Americans are having to face up to some frightening home truths

Mark Lawson
Saturday October 26, 2002
The Guardian

America's idea of itself has often been expressed in the theory that anyone could become president. This has never been quite true - it's necessary to be rich and white - but, during the fortnight of the Washington snipers, the country finally became, in a horrible way, a pure democracy. In the nation's capital, it became possible for anyone to be assassinated. On FBI advice, every Joe Schmo in DC remained in the family residence and cancelled public engagements. It was just like being the Prez.
Now, with two prime suspects for the shootings in custody, citizens can resume their official duties. The cliche on the US news shows was that Washingtonians could breathe a sigh of relief, but, at the apparent solution of this bizarre case, there should also be some deep breaths of reflection. The lingering echoes of the sniper's shots contain four troubling sounds for the country and only one welcome piece of noise.

The good news first: America's police may, with these arrests, have reversed the Keystone Kops image they had gained. While any inquiry might reveal failures which raised the tally of those assassinated - the killers having trouble getting through to the cops on the phone and so on - the eventual breakthroughs would have satisfied any fictional detective in a fat paperback by James Patterson or Patricia Cornwell.

An FBI analyst concluded from a gloat-note left after one shooting that the sniper might be Jamaican (as John Lee Malvo proved to be), while another cop's apparent hunch that "Montgomery" might refer not only to the DC county featured in the killing spree but also to a town in Alabama appears to have identified the snipers. This is the stuff of true-crime bestsellers and police department medals. Given that an FBI field agent is known to have spotted Middle Eastern students at flying schools before September 11 - but his theory was ignored by superiors - it's clear that America's problem is not at the level of detection but of prevention.

Which is where the bad news begins. After September 11, President Bush created a reassuring concept, enshrined in a new government department: "homeland security". Terrible as the plane bombs were, constructive responses were possible: jet patrols above cities, improved airport security, driving instead of flying.

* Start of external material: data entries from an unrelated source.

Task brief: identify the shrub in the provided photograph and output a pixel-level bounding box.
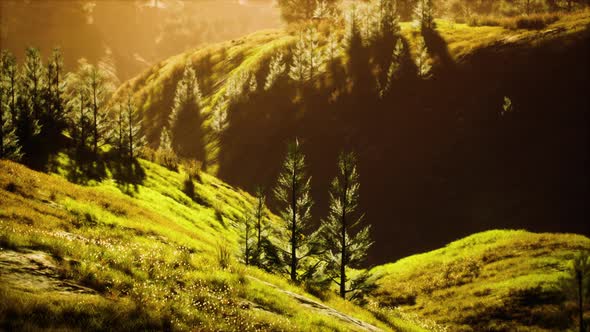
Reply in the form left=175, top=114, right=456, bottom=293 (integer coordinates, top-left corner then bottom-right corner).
left=215, top=242, right=231, bottom=270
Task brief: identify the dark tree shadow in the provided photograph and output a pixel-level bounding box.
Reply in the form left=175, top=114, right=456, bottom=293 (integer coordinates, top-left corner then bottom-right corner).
left=109, top=158, right=146, bottom=194
left=65, top=148, right=107, bottom=184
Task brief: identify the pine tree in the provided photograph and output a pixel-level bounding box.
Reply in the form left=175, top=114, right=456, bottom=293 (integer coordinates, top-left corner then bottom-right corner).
left=377, top=0, right=400, bottom=38
left=211, top=98, right=229, bottom=135
left=238, top=206, right=255, bottom=265
left=414, top=0, right=435, bottom=31
left=377, top=38, right=404, bottom=99
left=325, top=33, right=343, bottom=64
left=278, top=0, right=340, bottom=23
left=0, top=51, right=21, bottom=161
left=125, top=94, right=145, bottom=161
left=16, top=48, right=45, bottom=161
left=321, top=153, right=372, bottom=299
left=81, top=57, right=117, bottom=159
left=416, top=37, right=432, bottom=79
left=253, top=188, right=266, bottom=266
left=40, top=48, right=67, bottom=144
left=65, top=59, right=91, bottom=150
left=274, top=140, right=316, bottom=281
left=0, top=50, right=18, bottom=124
left=289, top=33, right=309, bottom=83
left=169, top=64, right=205, bottom=160
left=264, top=52, right=287, bottom=91
left=114, top=103, right=127, bottom=160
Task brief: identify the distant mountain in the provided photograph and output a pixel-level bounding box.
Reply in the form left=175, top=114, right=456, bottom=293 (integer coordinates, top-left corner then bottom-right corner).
left=114, top=12, right=590, bottom=263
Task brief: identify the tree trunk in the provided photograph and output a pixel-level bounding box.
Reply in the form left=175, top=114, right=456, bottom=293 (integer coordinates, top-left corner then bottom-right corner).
left=576, top=270, right=585, bottom=332
left=340, top=169, right=348, bottom=299
left=291, top=170, right=297, bottom=281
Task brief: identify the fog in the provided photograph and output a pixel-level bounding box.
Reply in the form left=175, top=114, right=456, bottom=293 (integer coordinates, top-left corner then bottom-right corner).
left=0, top=0, right=281, bottom=80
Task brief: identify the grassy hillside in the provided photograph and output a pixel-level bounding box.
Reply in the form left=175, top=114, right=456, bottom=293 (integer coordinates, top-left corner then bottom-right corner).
left=0, top=160, right=420, bottom=331
left=114, top=11, right=590, bottom=264
left=372, top=230, right=590, bottom=331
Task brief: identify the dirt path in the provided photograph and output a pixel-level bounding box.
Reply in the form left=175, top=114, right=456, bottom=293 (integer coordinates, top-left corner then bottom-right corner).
left=0, top=248, right=95, bottom=295
left=248, top=276, right=383, bottom=331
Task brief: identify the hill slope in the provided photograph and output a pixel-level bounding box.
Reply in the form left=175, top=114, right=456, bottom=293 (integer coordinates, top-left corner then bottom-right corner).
left=114, top=11, right=590, bottom=263
left=372, top=230, right=590, bottom=331
left=0, top=161, right=420, bottom=331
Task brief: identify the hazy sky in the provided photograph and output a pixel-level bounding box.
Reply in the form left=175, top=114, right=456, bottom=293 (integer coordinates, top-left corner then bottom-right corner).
left=0, top=0, right=281, bottom=80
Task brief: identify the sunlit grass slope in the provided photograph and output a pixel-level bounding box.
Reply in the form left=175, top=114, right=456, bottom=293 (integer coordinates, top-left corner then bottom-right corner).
left=118, top=11, right=590, bottom=165
left=372, top=230, right=590, bottom=331
left=0, top=160, right=426, bottom=331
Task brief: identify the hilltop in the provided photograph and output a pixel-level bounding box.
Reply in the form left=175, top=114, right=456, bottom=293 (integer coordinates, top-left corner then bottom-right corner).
left=371, top=230, right=590, bottom=331
left=118, top=11, right=590, bottom=263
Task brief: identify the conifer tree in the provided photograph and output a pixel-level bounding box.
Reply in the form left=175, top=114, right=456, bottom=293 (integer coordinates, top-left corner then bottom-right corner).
left=114, top=103, right=127, bottom=160
left=40, top=48, right=67, bottom=143
left=377, top=39, right=404, bottom=98
left=321, top=153, right=372, bottom=299
left=253, top=188, right=266, bottom=266
left=169, top=64, right=205, bottom=160
left=377, top=0, right=400, bottom=38
left=264, top=52, right=287, bottom=91
left=414, top=0, right=435, bottom=31
left=326, top=33, right=343, bottom=64
left=0, top=50, right=18, bottom=125
left=416, top=37, right=432, bottom=79
left=81, top=61, right=116, bottom=159
left=0, top=51, right=21, bottom=160
left=125, top=94, right=145, bottom=162
left=274, top=140, right=317, bottom=281
left=65, top=59, right=91, bottom=150
left=238, top=206, right=254, bottom=265
left=278, top=0, right=340, bottom=23
left=211, top=98, right=229, bottom=135
left=16, top=48, right=45, bottom=158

The two weeks of the DC sniper were a preview of a different kind of terror: unpredictable, unpreventable, rendering a whole population terrified and helpless. In the city where the director of homeland security has his office, his department's name was made useless. This is the terrorism of the future: bullets pinging through innocent air, poisons in the water supply, gas attacks. The arrests cannot make that vision of domestic defencelessness - and its future implications - go away.

Hopeful voices might interject that the two suspects do not seem to have been terrorists in the accepted sense: no links to an organisation have been proved. But the fact that they are reported to have expressed sympathy for America's enemies and that one is a convert to Islam touches on another of the country's deepest fears: the enemy within. American racists have in the past had to contend with the inconvenient fact that American serial killers are almost always white. In an increasingly paranoid nation, the sniper case will be used as ammunition by the bigots who host and phone radio talk shows.

Ah, ammunition. The third piece of bad news for America and its president is that those airwave ranters and others on the right will surely now at least have to discuss the fact that the sniper came out of a culture legislated to be a marksman's paradise.

To a British audience, the pictures this week of Charlton Heston brandishing a rifle above his head at a meeting of gun triumphalists - declaring that liberals would have to prise the piece from his cold, dead body - suggested that a country which tolerates so many ad hoc battalions of licensed snipers should not be surprised when one of them starts getting undesired targets in his cross-hairs. But to spot this obvious connection would cost President Bush re-election.

The final residue of the gunman is less a problem for the nation than an observation about it. After the World Trade Centre massacres, there was much talk of how terrorism aimed at skyscrapers had featured in numerous Hollywood films. Once again, on this occasion, the movie screen has proved to be a mirror: Phone Booth, a thriller about a city sniper, has been postponed, while Anthony Hopkins abandoned publicity for Red Dragon because of a small plot coincidence.

Beyond those script/life overlaps, the taunting phone calls to police, the letters pinned to tree trunks, the sniper's announcement that he was "God" are all precisely the behaviour of a Hollywood psychopath. My point about this is not censorious - blaming film-makers for copycat behaviour - but the extent to which so many Americans now behave as if they were in a film. Life is subconsciously scripted by Hollywood.

President Bush may feel satisfied that a distracting case is closed. It would have been hard to start a war while he and the citizens of the city he lives in were too frightened to go outside. But those gunshots in his neighbourhood held a message for the president. A politician who has always believed in guns and the armed forces should reflect on how and why a former soldier, John Allen Muhammad, seems to have turned his weapon and training against his own nation.